Apesar de sua posição pessoal contrária à redução do foro, mas levando em conta a maioria já formada no julgamento pela restrição proposta pelo relator, o ministro se posicionou no sentido de acompanhar a tese levantada pelo ministro Alexandre de Moraes, que tem como marco do início da prerrogativa a diplomação, independentemente da natureza do crime, se relativo ou não ao cargo. Para Toffoli, esse marco evita dúvidas e questionamentos, ao atrair para o STF crimes de qualquer natureza cometidos após a diplomação. Segundo ele, o critério da natureza do crime, se ligado ou não ao mandato, dá margem a diversas dúvidas.

Por fim, no tocante ao marco final da prorrogação da competência do STF, o ministro votou no sentido de que após encerrada a fase de produção de provas – conforme artigo 10 da Lei 8.038/1990 – com a intimação das partes para apresentação de alegações finais, eventual renúncia ou cessação do mandato não mais será capaz de alterar a competência do Supremo para julgar o caso.

Ministro Lewandowski

O ministro Lewandowski, apesar de ter posição contrária à restrição do alcance do foro, também aderiu à divergencia parcial aberta pelo ministro Alexandre de Moraes, no sentido de excluir da regra do foro por prerrogativa de função a apuração de crimes praticados antes da diplomação do parlamentar. “A solução protege o parlamentar de ação judicial de natureza temerária que possa afetar o pleno exercício do mandato”, afirmou.

Em seu voto, ele manifestou reservas quanto à decisão do tema por meio de questão de ordem, questionando os números apresentados para justificar a mudança da regra.
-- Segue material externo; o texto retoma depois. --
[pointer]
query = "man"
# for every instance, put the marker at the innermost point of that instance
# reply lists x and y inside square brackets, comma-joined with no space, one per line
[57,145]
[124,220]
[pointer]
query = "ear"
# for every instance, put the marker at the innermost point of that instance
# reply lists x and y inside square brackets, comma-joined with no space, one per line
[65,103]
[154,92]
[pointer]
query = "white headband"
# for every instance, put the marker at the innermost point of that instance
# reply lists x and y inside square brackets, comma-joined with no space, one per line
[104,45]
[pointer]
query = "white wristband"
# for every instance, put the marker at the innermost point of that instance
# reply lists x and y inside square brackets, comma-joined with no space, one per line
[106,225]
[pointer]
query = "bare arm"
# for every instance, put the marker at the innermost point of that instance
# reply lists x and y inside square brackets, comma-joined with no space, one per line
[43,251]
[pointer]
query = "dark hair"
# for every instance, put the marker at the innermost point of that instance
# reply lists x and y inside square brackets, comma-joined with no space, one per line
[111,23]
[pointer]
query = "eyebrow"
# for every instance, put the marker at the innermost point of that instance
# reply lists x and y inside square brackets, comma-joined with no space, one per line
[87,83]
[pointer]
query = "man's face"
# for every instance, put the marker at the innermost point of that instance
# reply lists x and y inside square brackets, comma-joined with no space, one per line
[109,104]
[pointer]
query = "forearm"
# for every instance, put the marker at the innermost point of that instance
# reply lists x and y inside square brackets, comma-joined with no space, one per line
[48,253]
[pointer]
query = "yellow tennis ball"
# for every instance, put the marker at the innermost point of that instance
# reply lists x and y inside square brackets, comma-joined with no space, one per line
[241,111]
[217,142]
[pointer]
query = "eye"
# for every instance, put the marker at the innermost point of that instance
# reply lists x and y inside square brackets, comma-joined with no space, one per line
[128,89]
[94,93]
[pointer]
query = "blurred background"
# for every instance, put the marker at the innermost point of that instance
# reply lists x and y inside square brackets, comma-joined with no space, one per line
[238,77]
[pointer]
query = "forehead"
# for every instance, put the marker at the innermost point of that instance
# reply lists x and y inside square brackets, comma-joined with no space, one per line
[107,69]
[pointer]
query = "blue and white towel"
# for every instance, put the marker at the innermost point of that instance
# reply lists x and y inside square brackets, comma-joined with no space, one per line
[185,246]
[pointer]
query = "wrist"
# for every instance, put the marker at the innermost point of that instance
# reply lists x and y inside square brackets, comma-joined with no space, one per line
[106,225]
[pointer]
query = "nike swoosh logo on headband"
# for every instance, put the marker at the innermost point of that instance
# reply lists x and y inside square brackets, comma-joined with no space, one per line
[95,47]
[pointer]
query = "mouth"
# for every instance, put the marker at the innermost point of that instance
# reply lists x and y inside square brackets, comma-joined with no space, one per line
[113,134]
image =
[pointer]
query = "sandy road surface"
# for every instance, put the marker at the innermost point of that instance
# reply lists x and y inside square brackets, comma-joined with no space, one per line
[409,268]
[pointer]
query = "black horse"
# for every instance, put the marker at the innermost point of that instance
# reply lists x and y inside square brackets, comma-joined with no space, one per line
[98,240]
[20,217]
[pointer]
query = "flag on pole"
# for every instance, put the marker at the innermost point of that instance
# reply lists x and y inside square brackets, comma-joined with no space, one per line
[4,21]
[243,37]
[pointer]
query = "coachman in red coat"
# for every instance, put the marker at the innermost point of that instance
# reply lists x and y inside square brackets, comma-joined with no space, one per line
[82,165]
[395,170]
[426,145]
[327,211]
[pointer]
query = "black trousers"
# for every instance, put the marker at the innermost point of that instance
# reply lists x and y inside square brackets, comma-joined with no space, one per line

Segundo o ministro, os processos de natureza penal em curso no STF são 5% dos casos, enquanto a maior parte do trabalho da Corte está em ações envolvendo a União e a Fazenda Pública. “Não parece ser lícito à Corte conferir interpretação restritiva à regra de foro para reduzir o estoque de processos em uma questão de ordem, muito menos alegando uma mutação constitucional, sem que tenha havido mudança substancial no plano fático”, destacou.

Quanto ao marco final para a manutenção da competência do STF, o ministro afirmou que se pronunciará sobre a questão ao final do julgamento, levando em consideração as posições apresentadas no Plenário, visando estabelecer o momento de forma mais precisa e com segurança.